Here we are, creating a queue:

Adding a queue with a hosted RabbitMQ service

Now, we've created both queues, and we can see them in the list on our hosted service:

Listing your queues with a hosted RabbitMQ service

Add our queue credentials to our secrets

Your hosted RabbitMQ service will provide you with a single URL that contains all the credentials you need. It will look something like this:

amqps://uasdfasdffy:SEasdasdffasdlkfjalwe3_v6@grand-foo-bar.rmq3.cloudamqp.com/uasdfasdffy

Open the pworker/PRIVATE/secrets.env file, and, after the four lines you specified for AWS credentials, paste in a line to specify the RABBITMQ_URL environment variable to set this URL, like this:

RABBITMQ_URL=amqps://uasdfasdffy:SEasdasdffasdlkfjalwe3_v6@grand-foo-bar.rmq3.cloudamqp.com/uasdfasdffy

Start sending our node status to a queue

On the MAIN LND NODE, run:

./start-send-node-status.sh

This will start sending critical health information about your LND to the megalith-docs-node-status queue. Messages will send every ten (10) seconds. In your RabbitMQ console, you should be able to see the messages "accumulating" in the queue, like this:

From here forward, you should be running this script 24/7 on your LND node.

Start sending our connectivity status to a queue

If you remember back in A Clearnet IP For Your Node, we ran a basic test using the nc (netcat) utility, to make sure that we could receive incoming packets on port 9735.

That works OK, but we need to automate this, so we will be CONSTANTLY checking to confirm that our node is available for incoming connections on the Network.

And to do this, we need to run these checks from a computer that is running LND, but running it from a totally different network connection and physical location.

Luckily, if we've done the Set up a Watchtower: the hard way tutorial, we ALREADY have an LND instance up an and running that fits these requirements, and we can use this same computer to continually test our connectivity status.

Move over to your Watchtower computer now

Remember how we discussed remote access to your node? When you start juggling different computers like this, in different physical locations, you really are going to need remote access to them. Otherwise this sort of stuff is nearly impossible to set up.

Get on the command line on your LND WATCHTOWER NODE.

Just to confirm, your LND WATCHTOWER NODE must be in a different physical location from your MAIN LND NODE.

Assuming your Watchtower was already running, you currently have three (3) terminal windows open on the LND WATCHTOWER NODE.
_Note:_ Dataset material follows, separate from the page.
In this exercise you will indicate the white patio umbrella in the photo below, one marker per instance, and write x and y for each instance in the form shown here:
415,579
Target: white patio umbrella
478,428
Bitcoind, started with the script ./start-bitcoin.sh
Tor, started with the script ./start-tor.sh
LND (in watchtower mode), started with the script ./start-watchtower.sh

Now open a 4th terminal window.

Add your RabbitMQ credentials to the Watchtower computer

Now, on your LND WATCHTOWER NODE, In pworker/PRIVATE, make a secrets.env file, and add two environment variables: Your RABBITMQ_URL and your full Node URI, which, you made a note of at the end of the Clearnet tutorial.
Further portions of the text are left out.